There was a long silence. Then Fingon looked back up at Maedhros. “I take it you didn’t find the children, either.”

Maedhros left out a bitter peal of laughter. “That would look far too much like success.”

“And what of the Silmaril?”

“I don’t know, Fin, I don’t know. The princess Elwing wears it, at the Havens of Sirion. We have sent urgent messages, but…” he waved his hand in the air before him. “Well, Macalaurë still has hope, I think. That we will not need to do it again. Ambarussa, I find it hard to tell.”

“ _Do it again?_ ” The horror washed over Fingon once more. “You would do that?”

“What choice do we have?” Maedhros’ voice was strangled, half broken. 

Fingon thought about this for a while. “None that I can see” he said at last, very quietly. “Let’s just hope it doesn’t come to that.”

“Of course” said Maedhros, though he did not sound convinced.

They stared at each other for a long moment, before Fingon tentatively took Maedhros’ hand and gave it a squeeze. “I grieved for you, after” he said, brokenly. 

“So did I” said Maedhros. “Macalaurë will tell you. I was not…” he smiled grimly. “I was not  _at my best_  in those days after the battle, shall we say.”

Fingon’s heart clenched as he imagined what Maedhros meant by this, the nightmares, the memories, the guilt. “So much grief” he said, squeezing Maedhros’ hand a little tighter. “They’re calling it the Battle of Unnumbered Tears, did you know?”

“I have heard the name used” said Maedhros.

“All my former realm has fallen into chaos and evil. I am afraid I have not been a very good king.”

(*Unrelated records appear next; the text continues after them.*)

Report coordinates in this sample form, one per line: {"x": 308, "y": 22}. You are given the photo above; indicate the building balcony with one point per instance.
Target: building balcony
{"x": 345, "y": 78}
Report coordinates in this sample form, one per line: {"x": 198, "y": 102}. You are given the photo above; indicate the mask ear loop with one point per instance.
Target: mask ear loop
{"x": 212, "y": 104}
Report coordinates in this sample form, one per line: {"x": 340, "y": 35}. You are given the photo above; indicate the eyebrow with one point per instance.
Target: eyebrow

“I am afraid that I have become part of that chaos and evil of which you speak” said Maedhros, smiling tightly.

Fingon could not, in truth, deny it, so instead of speaking he pulled Maedhros close against his chest in a rough hug, hating his treacherous self for his stubborn tenderness towards his cousin.

———-

He left the next day, for his old ally Círdan at the Havens, with a promise on his lips to continue south and try to find a way to reason with Elwing, and guilt in his heart.

As he expected, she proved difficult to convince. 

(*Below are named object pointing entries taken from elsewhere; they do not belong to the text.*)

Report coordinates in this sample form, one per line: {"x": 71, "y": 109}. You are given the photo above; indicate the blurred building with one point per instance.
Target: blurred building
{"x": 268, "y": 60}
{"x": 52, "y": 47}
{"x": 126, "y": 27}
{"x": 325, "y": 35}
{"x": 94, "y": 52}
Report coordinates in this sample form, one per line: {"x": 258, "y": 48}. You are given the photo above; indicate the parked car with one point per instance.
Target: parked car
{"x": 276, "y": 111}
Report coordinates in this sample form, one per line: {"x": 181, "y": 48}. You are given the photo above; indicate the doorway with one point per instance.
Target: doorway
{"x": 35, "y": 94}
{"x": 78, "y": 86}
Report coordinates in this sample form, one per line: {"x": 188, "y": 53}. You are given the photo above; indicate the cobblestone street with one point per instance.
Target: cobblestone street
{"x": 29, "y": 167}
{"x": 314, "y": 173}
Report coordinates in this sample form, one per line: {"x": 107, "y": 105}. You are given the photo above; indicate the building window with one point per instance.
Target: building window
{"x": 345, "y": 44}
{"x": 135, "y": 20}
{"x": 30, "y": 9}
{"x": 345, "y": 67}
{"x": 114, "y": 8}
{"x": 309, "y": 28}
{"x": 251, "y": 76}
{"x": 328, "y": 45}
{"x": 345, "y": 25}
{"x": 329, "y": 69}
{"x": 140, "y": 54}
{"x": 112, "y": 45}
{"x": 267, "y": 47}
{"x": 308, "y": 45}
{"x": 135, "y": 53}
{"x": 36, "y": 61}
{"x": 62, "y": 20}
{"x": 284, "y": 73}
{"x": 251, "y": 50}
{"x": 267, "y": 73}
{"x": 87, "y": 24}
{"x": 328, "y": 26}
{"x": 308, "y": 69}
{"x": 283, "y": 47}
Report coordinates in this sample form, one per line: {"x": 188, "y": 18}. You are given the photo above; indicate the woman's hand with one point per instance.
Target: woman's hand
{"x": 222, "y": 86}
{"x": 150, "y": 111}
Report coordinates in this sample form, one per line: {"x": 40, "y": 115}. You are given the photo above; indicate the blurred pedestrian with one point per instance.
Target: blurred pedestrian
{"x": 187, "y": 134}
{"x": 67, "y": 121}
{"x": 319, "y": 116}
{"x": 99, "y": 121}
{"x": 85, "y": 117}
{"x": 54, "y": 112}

“With respect,  _king_ ” said the princess Elwing, raising an eyebrow at him. “The Silmaril is mine. My father and mother died for it, as did my brothers. My grandmother and grandfather snatched it from the jaws of the enemy. It is the light, the hope of this settlement, and it is all we have to cling to. And it’s mine. I’m not giving it up, and we have nothing more to speak to each other of. Good day to you.” And with that, she left him standing there, and he could not even fault her for it.

Everyone here was perfectly kind to him, but they kept their distance, even when the reports and the refugees came in from his brother’s city, of its fall and the death of its king. His grief for Turgon was a sharp barb pressing into his ribcage.  _I’m so sorry, brother. You saved me, once. I was not there to save you. Would I have been able to do anything against the fire of the balrogs and the dragons? I do not know, but at least we could have died together, side by side._

_Perhaps that would have been better._

He hated the stillness, the slowness of this place, and yet he was still king, and this was where the greatest remnant of his people were now.

He lingered by the shores of the sea, though he did not know why. The rhythmic lapping waves brought back memories he did not really wish to think on, of blood in the sea foam, on his own hands. But he found he could not stop himself from returning. 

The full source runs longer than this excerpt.